Book twenty-four: Tailgating, Sacks and Salary Caps by Mark Yost

An article in today's Observer says that the Premier League now averages fewer goals per game than any league in Europe. English football used to be known for its fast pace and goal-filled matches, so why the decline? According to the players and managers interviewed in the article, this new conservatism is a result of the dominance of the big three clubs: Arsenal, Chelsea and Manchester United.

Now it's by no means a given that more goals means more exciting football but, if it does, then this is another symptom of how the lack of competitiveness in top flight football is damaging the game. It's a topic I touched on here at the end of last season.

As I said back then, competitiveness has not been a problem for the NFL. There are 32 teams in the NFL and in the last ten years 14 of them have appeared in a Super Bowl with seven different teams winning.

The primary purpose of Mark Yost's Tailgating, Sacks and Salary Caps is to explain how the NFL managed to remain so competitive while also becoming one of the world's most financially successful leagues in the world. Yost identifies three main reasons:

1. The draft, in which college talent is distributed to NFL teams based on how the teams performed last season. The team with the worst record gets first pick and the Super Bowl winner goes last. Thus, if teams choose wisely, talent is distributed to the teams with the greatest need.

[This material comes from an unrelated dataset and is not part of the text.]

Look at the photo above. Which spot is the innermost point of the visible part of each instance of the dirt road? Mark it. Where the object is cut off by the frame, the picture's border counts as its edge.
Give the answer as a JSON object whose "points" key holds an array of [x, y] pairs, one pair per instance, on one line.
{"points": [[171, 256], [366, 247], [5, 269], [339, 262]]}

2. The salary cap, which places a limit on how much teams are allowed to spend on paying their players. However much revenue a team generates - and there are large discrepancies between the top and bottom teams in the NFL - there is a limit to how much they can exploit their advantage on the field.

3. The revenue sharing agreement which ensures that every team in the league receives an equal share of TV money and merchandising revenue, for example. Other revenue, such as gate receipts and sponsorship, are also shared, ensuring that the gap between the richest and poorest in the league doesn't get too big.

The secret is that the NFL is designed to achieve success for all teams, which are competing with each other on the field and with other sports off the field. How much more enjoyable would the Premier League be if its members thought the same way?

As Yost frequently points out, this collective approach makes the NFL sound like a very socialist operation. He mentions that fact a lot, so it's funny to read the introduction in which Jack Kemp - a former player and former Congressman - rails against those who say the league is "socialistic".

"Nothing could be further from the truth," writes Kemp, giving the impression that he didn't bother reading the book at all.

Still, political nuances aside, Yost does a good job of explaining some very complex issues. The chapter on stadiums is particularly good, explaining how many teams have managed to get their stadium financed, at least in part, by taxpayers. To do this, they usually threaten to move to another city if they don't get their way.

But Yost provides strong evidence to suggest that a football stadium is never a good investment for local authorities; they don't come even close to getting their investment back. Not only that but, Yost shows, having an NFL team in your city doesn't bring much financial benefit either. Still, as long as there are sports fans,  there will be pressure to spend taxpayers money on what Yost calls "welfare for billionaires".

It's a fairly short book - 250 pages - and its weakness is that Yost often leaves questions unanswered. For example, when Yost explains that 'minimum wage' in the NFL is $275,000 per season, I wanted to know what proportion of players are making that money. Is it a theoretical minimum that almost nobody earns or are all but the stars earning the basic level? Yost doesn't elaborate.

He also repeats himself a lot. You'll be told many, many times about how important the 2006 Collective Bargaining agreement was in safeguarding the league's future - it comes up in almost every chapter. Still, it doesn't diminish the effectiveness of the book.

You'd have to be a fan of American football or economics books to enjoy it but Yost's book is very well researched and very informative.